人間不信の異世界転移者

遊暮

文字の大きさ
上 下
93 / 95
憎悪と嫉妬の武闘祭(本戦)

78話 二つ名

しおりを挟む
久しぶりの更新。遅くなって申し訳ございません。
まだ忙しくはありますが、多少は落ち着いてきたので更新頑張ります。

今回は短め。次回からはいよいよ戦いが始まる予定です。




□ □ □





 死にたい。

 ささやかな祝いの席。辺りを見渡すとどこも宴状態、きっと真白の結界が無ければ下品な笑い声とキツい酒の臭いで食事どころではなかったに違いない。

「ど、どうぞ」

「あぁ、どうも」

 青い顔で料理を運んできたウェイトレスは、目があった瞬間にそそくさと逃げていった。
 それを横目に俺は机に突っ伏し、呟く。

「死にたい……」

「……どんまいです……ぷっ」

 吹き出したリリーを殺意を込めて睨み付ける。
 誰のせいだと……。

「いいよな、リリーは。〈銀閃〉だろ? まるで閃光のような早さで動く銀髪の獣人。……捻りのない名前だな」

 そう、事の発端は予選を終えて、俺達が冒険者ギルドに向かったことに起因する。
 ギルドに入った途端に集まる視線。畏怖や殺意の篭もったそれに、少し気分が良くなっていた時のことだ。

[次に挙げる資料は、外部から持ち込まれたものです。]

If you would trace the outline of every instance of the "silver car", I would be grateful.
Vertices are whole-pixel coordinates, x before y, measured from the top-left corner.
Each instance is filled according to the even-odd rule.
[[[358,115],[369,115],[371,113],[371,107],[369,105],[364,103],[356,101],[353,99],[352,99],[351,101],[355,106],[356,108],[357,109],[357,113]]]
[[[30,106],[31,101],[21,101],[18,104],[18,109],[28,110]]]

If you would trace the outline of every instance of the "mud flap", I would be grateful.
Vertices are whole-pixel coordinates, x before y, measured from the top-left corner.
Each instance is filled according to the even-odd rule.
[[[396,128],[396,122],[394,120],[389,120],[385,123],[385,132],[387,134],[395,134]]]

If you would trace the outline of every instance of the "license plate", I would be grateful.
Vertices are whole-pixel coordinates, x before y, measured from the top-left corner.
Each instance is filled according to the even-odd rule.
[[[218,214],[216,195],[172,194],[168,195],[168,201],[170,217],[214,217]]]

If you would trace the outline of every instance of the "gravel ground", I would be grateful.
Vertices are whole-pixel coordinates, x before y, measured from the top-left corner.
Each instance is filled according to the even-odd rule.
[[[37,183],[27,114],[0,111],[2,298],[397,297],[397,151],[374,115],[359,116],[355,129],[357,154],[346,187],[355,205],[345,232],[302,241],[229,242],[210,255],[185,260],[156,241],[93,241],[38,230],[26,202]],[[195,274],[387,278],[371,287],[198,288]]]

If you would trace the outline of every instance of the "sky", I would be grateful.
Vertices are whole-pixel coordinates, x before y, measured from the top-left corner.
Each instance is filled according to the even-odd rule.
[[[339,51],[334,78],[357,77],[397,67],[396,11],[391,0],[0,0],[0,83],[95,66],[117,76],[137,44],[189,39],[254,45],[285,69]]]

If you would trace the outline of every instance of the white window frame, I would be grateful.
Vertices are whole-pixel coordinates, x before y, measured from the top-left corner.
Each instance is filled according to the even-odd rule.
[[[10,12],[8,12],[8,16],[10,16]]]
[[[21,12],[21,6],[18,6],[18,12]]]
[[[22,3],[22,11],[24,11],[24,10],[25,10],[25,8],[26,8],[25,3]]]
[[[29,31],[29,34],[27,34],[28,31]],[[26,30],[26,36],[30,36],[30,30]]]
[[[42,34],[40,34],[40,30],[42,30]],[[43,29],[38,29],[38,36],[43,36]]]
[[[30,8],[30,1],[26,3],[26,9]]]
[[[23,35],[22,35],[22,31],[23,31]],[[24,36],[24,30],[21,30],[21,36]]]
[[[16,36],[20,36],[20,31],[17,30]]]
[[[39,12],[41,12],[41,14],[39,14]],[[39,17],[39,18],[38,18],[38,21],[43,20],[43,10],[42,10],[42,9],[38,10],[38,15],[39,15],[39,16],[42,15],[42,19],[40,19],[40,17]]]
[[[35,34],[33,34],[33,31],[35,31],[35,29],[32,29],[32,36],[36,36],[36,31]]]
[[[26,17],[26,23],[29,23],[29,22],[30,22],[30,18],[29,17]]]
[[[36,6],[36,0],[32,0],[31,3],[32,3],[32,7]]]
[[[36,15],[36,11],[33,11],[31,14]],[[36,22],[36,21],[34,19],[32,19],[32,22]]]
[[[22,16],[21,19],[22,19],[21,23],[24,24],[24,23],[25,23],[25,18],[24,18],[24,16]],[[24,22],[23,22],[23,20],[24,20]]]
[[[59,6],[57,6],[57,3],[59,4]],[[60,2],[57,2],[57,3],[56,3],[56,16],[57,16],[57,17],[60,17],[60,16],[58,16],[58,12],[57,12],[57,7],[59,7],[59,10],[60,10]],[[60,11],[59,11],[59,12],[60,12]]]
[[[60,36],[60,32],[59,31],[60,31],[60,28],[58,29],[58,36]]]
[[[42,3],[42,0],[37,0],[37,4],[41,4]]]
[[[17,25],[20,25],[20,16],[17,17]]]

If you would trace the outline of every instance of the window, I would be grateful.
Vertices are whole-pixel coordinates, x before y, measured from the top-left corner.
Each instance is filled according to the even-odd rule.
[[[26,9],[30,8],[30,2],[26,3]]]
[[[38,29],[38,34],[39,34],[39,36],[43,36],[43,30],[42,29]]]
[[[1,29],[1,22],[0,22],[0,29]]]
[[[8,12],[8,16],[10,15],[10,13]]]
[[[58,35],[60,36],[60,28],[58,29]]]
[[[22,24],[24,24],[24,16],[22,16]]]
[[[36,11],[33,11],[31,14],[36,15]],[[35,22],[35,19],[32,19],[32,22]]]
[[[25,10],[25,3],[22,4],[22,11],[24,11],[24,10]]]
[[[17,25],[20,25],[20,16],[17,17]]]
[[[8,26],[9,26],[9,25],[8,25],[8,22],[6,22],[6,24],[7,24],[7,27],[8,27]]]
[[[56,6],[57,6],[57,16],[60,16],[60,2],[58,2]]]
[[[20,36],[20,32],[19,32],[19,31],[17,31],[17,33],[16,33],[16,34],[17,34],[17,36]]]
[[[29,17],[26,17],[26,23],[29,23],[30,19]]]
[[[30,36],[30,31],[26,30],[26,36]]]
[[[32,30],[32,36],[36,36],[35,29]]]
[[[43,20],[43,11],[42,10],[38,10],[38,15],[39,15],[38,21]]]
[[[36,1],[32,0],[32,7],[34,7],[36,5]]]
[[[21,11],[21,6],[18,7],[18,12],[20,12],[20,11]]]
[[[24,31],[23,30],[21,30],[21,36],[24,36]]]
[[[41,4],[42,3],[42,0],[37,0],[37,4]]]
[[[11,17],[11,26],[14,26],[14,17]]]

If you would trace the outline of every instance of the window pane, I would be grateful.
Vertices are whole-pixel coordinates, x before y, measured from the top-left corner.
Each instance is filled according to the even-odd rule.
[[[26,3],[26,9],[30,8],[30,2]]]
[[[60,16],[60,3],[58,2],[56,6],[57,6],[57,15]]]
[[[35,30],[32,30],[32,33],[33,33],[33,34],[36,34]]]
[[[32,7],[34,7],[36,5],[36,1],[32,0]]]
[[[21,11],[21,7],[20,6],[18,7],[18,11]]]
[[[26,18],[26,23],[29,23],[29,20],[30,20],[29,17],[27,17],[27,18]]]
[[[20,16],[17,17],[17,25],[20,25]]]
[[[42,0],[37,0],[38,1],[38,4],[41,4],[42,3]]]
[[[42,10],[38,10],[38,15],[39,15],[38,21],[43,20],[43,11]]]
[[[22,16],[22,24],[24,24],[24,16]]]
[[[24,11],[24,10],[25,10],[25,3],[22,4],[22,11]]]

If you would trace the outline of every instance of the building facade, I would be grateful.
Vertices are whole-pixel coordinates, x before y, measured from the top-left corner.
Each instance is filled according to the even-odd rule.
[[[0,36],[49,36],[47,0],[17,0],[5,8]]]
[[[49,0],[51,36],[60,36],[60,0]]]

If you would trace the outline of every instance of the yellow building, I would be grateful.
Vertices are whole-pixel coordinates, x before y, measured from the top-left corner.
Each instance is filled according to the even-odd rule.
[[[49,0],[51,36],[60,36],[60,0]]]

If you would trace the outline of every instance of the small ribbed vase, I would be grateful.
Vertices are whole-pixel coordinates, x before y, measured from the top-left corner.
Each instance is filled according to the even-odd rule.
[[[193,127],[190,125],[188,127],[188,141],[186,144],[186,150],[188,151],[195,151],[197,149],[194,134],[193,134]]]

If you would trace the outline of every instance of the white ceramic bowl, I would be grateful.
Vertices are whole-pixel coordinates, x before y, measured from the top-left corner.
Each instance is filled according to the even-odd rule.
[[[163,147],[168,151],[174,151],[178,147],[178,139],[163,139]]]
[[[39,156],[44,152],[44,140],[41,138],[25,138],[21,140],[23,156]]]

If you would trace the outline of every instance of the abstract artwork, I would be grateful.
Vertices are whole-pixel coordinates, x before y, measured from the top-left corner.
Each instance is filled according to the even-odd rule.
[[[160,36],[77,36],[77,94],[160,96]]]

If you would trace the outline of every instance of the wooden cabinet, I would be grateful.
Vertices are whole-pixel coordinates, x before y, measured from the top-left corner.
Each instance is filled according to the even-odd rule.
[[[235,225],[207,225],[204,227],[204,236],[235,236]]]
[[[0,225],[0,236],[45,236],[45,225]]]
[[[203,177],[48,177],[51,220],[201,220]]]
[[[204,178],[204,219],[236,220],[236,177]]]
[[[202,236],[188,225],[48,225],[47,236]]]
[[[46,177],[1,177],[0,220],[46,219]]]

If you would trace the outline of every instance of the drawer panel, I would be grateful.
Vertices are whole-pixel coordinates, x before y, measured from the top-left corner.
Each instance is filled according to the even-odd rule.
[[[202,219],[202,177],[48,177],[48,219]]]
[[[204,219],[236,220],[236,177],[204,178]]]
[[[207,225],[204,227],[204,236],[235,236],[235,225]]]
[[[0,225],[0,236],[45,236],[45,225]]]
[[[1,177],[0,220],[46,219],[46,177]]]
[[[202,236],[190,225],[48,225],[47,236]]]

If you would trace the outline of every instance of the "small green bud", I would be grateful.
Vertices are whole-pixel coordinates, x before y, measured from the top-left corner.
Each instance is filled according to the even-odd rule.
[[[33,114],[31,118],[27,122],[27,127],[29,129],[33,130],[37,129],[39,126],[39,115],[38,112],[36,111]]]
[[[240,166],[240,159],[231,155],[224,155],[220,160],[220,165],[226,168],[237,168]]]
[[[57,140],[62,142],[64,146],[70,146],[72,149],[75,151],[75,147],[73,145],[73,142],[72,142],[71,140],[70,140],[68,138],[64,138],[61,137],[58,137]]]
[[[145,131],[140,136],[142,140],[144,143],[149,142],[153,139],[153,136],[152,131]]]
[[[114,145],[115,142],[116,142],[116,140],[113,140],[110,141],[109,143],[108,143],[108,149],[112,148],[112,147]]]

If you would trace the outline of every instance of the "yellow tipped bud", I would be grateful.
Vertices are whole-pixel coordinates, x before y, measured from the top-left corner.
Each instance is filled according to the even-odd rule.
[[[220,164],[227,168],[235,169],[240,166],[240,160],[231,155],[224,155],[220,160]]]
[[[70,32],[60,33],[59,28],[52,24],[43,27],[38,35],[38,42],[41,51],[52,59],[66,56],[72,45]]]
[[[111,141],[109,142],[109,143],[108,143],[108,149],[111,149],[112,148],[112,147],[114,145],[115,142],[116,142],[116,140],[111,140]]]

 やけにキラキラとした目で話しかけてきたのは、俺達のパーティーを担当する受付嬢のヘルミーナだった。
 そして聞かされた、俺達の二つ名。どうやら予選突破した者には自然と付くらしく――大会を盛り上げるためもあるだろう――全員の二つ名を教えて貰った。何故クウにも付いていたのかは謎だが。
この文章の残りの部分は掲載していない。